Federal authorities just deported a child rapist that Minnesota Governor Tim Walz and his allies actively tried to shield from removal, exposing an open-border coalition that protects foreign predators over American children.
Walz, alongside Attorney General Keith Ellison and Chief Justice Natalie Hudson, issued a pardon last month to erase the qualifying conviction of Tou Lue Vang, an illegal alien from Laos who repeatedly raped a 10-year-old girl. The Minnesota Board of Pardons gambled that a state-level pardon would block federal deportation. They lost, but the attempt reveals exactly where the establishment's loyalties lie.
Vang was convicted in 2006 of first-degree criminal sexual conduct for assaulting a young girl from 2002 to 2004, starting when she was just ten years old. According to Breitbart and the New York Post, investigators noted Vang offered his victim $10 for her silence and dismissed his crimes as "minor things" and "a cultural thing." He received a suspended 12-year prison sentence, 30 years of probation, and served a mere eight months in a county workhouse. A federal immigration judge ordered him deported in 2006.

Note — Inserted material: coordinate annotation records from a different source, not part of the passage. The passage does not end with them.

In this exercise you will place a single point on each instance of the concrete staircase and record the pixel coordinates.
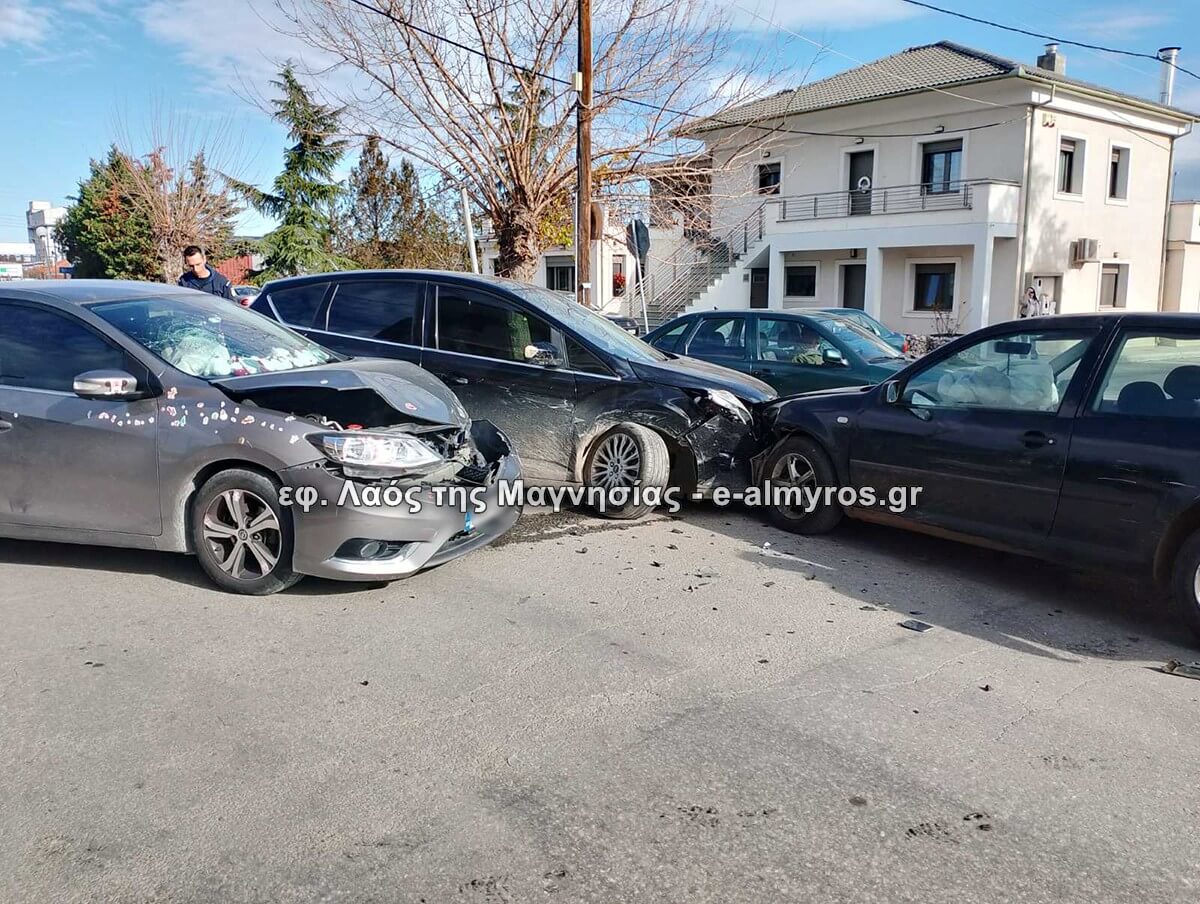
(717, 258)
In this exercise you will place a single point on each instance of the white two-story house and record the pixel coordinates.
(934, 189)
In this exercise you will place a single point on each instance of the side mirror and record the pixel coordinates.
(112, 385)
(544, 354)
(832, 355)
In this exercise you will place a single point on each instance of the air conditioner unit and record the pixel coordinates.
(1085, 251)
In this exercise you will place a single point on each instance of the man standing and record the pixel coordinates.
(198, 275)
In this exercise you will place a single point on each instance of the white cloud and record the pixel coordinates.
(19, 24)
(1117, 23)
(835, 15)
(241, 42)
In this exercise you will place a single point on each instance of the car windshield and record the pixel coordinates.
(859, 341)
(210, 339)
(597, 329)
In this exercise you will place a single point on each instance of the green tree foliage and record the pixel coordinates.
(388, 222)
(105, 234)
(304, 196)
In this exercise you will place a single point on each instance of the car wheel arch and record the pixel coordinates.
(181, 509)
(1176, 534)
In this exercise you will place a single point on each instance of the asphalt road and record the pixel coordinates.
(659, 712)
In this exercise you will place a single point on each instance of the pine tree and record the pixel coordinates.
(390, 223)
(105, 234)
(304, 196)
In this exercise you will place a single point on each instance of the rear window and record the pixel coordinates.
(298, 305)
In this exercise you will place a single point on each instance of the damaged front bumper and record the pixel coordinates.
(330, 538)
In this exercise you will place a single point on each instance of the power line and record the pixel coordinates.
(1049, 37)
(661, 108)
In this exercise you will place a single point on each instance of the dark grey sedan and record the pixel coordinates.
(145, 415)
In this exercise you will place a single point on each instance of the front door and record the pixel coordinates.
(982, 431)
(760, 280)
(1133, 450)
(475, 343)
(853, 286)
(71, 462)
(862, 175)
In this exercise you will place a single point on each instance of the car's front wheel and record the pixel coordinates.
(241, 534)
(803, 488)
(1186, 581)
(631, 466)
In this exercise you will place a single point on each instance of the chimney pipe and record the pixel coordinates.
(1167, 85)
(1053, 60)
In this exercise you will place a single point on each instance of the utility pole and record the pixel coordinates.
(583, 157)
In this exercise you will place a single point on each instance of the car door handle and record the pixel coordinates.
(1036, 439)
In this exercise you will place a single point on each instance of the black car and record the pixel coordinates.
(583, 401)
(1074, 438)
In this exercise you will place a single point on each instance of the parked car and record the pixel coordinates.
(792, 351)
(899, 341)
(136, 414)
(583, 401)
(1074, 438)
(629, 324)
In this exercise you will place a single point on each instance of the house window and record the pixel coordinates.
(1071, 166)
(801, 281)
(769, 177)
(1114, 285)
(561, 274)
(1119, 173)
(933, 287)
(941, 167)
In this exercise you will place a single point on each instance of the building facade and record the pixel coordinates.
(937, 189)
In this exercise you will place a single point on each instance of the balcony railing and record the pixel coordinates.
(875, 201)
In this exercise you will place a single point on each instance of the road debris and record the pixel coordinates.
(1185, 670)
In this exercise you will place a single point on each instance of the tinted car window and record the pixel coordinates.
(46, 349)
(1015, 372)
(377, 309)
(298, 305)
(1153, 376)
(719, 337)
(472, 323)
(581, 359)
(670, 340)
(786, 340)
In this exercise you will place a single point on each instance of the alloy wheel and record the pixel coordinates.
(795, 470)
(243, 534)
(617, 462)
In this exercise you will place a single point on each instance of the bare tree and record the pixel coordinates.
(179, 192)
(502, 125)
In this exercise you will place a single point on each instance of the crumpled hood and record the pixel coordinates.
(335, 390)
(694, 373)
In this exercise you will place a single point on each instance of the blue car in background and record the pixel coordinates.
(899, 341)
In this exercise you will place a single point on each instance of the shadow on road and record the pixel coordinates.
(1025, 604)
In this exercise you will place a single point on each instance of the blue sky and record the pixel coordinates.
(78, 75)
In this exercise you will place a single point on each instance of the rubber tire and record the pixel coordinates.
(655, 467)
(821, 520)
(277, 579)
(1183, 594)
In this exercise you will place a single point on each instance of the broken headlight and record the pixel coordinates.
(365, 454)
(723, 401)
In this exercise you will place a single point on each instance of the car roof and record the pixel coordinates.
(453, 275)
(87, 292)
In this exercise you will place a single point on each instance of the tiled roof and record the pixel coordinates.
(941, 65)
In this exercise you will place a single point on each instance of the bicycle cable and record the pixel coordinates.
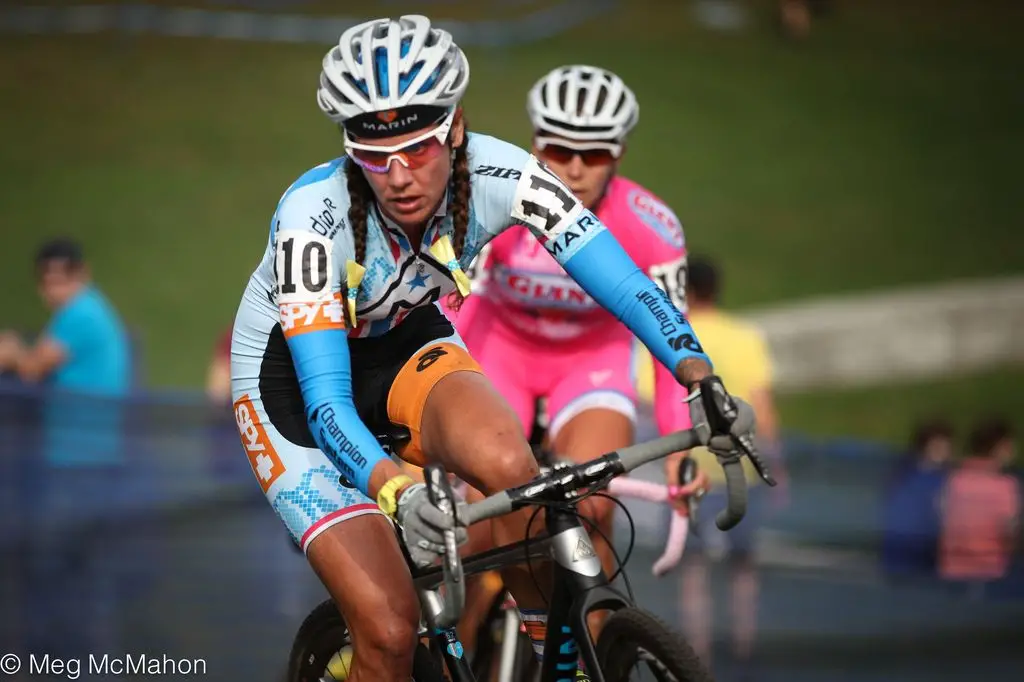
(595, 489)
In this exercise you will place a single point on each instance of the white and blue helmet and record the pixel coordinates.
(386, 65)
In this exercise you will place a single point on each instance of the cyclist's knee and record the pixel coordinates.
(510, 462)
(385, 643)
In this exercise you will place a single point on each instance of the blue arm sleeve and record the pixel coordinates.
(592, 256)
(322, 364)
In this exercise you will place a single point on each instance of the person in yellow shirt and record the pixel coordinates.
(742, 359)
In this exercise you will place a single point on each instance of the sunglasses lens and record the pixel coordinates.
(415, 156)
(596, 157)
(563, 155)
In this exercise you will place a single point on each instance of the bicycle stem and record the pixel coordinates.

Vang first entered the country in 1994 under the Clinton administration, which granted him permanent residency as a refugee. When ICE finally arrested him late last year during Operation Metro Surge, a Minnesota judge ordered his release in February. Then, on June 10, Walz, Ellison, and Hudson not only pardoned him—they sent him a letter of congratulations.
The strategy was transparent: wipe the state conviction to strip the federal government of its basis for removal. It failed. Secretary of State Marco Rubio revoked Vang’s legal status earlier this week, and ICE deported him on Friday. Laos has no formal repatriation agreement with the U.S., but the Trump administration pressured the country to take him back. "Americans must not be forced by their elected leaders to live alongside foreign sex criminals, who have no right to begin with to reside in our country," Rubio stated. DHS Acting Assistant Secretary Lauren Bis didn't mince words, calling Walz's pardon "disgusting" and accusing sanctuary politicians of protecting criminal illegal aliens.
The establishment press will look for any excuse to bury this. The New York Post noted that Ramsey County prosecutors opposed the clemency bid, revealing that Vang only got a lenient sentence originally because his victim "was experiencing pressure from her family to not cooperate." Walz and his board knew this, yet they still chose to side with the predator.
A state pardon cannot override federal immigration law, a constitutional reality Walz ignored to signal his virtue. The child rapist is back in Laos, but the politicians who fought to release him onto American streets remain in power.